La dernière rénovation datait de 2007 et depuis, on n’avait pas vu le temps passer ! À l’époque, la refonte était émaillée de clins d’œil à Salvador Dali, fameux locataire de l’hôtel au début des années 50 et l’événement amplifié par la découverte de la fille de Philippe Starck, Ara, qui signait la fresque très « garoustienne » recouvrant le plafond du restaurant.
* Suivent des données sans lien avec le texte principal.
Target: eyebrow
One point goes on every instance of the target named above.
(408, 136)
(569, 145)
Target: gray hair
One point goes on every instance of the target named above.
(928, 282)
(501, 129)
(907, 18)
Franka Holtmann, directrice générale éclairée du Meurice, a réitéré le risque de remodeler le premier palace de la capitale (1835) alors qu’il ronronnait très bien depuis la touche de baguette magique starckienne. Elle a redonné carte blanche au designer français dont elle associe le talent visionnaire à celui d’Alain Ducasse, maître des lieux depuis deux ans à peine. Si cette fois, Starck a convoqué les fantômes, il l’a fait de façon bien moins appuyée. « Pour rendre « rock’n’roll – même si je n’aime pas vraiment cette expression – un endroit aussi prestigieux, dit-il, il faut de l’ambition et de la hardiesse, mais il faut surtout beaucoup de respect. Il y a ici une vibration particulière, un mystère. J’ai essayé, sans le démasquer, de le mettre en évidence. »
Le designer a convoqué pour cela un artiste-verrier français vivant à Murano (un voisin donc, puisque Starck passe une partie de sa vie à Venise), Aristide Najean, qui a créé plusieurs pièces impressionnantes, dont une sorte de vague figée en plein ressac, venue se loger dans un bénitier qui désormais semble l’avoir toujours eue pour compagne. La modernité de la cuisine de Ducasse – « premier chef à avoir notamment imposé l’éclectisme dans les arts de la table », rappelle Starck – trouve un écho dans cette réécriture subtile du restaurant gastronomique. Les sièges Tulip de Saarinen ont la modernité intemporelle adéquate pour faire ressortir les stucs dorés et les plafonds peints ; les paravents auxquels chacun pourra accrocher une photo, un message procèdent de la même « interactivité » sollicitée par le chef dans ses nouveaux plats à partager façon tapas… Starck n’a pas fait un numéro de designer ; il a « attendu que le lieu (lui) parle », tout comme sa fille a interprété dans sa fresque aux citations énigmatiques, le mystère du « théâtre de la vie » (sic) qui défile ici.
Pour satisfaire un public gâté, qui a déjà tout vu, Alain Ducasse et son chef exécutif Jocelyn Herland parient sur la justesse et l’harmonie. La touche de mystère apportée par Starck, c’est peut-être tout simplement la dimension humaine que le lieu a gagnée, une chaleur dont la métaphore est littéralement matérialisée par un feu blanc vibrant dans un cadre, comme une illusion.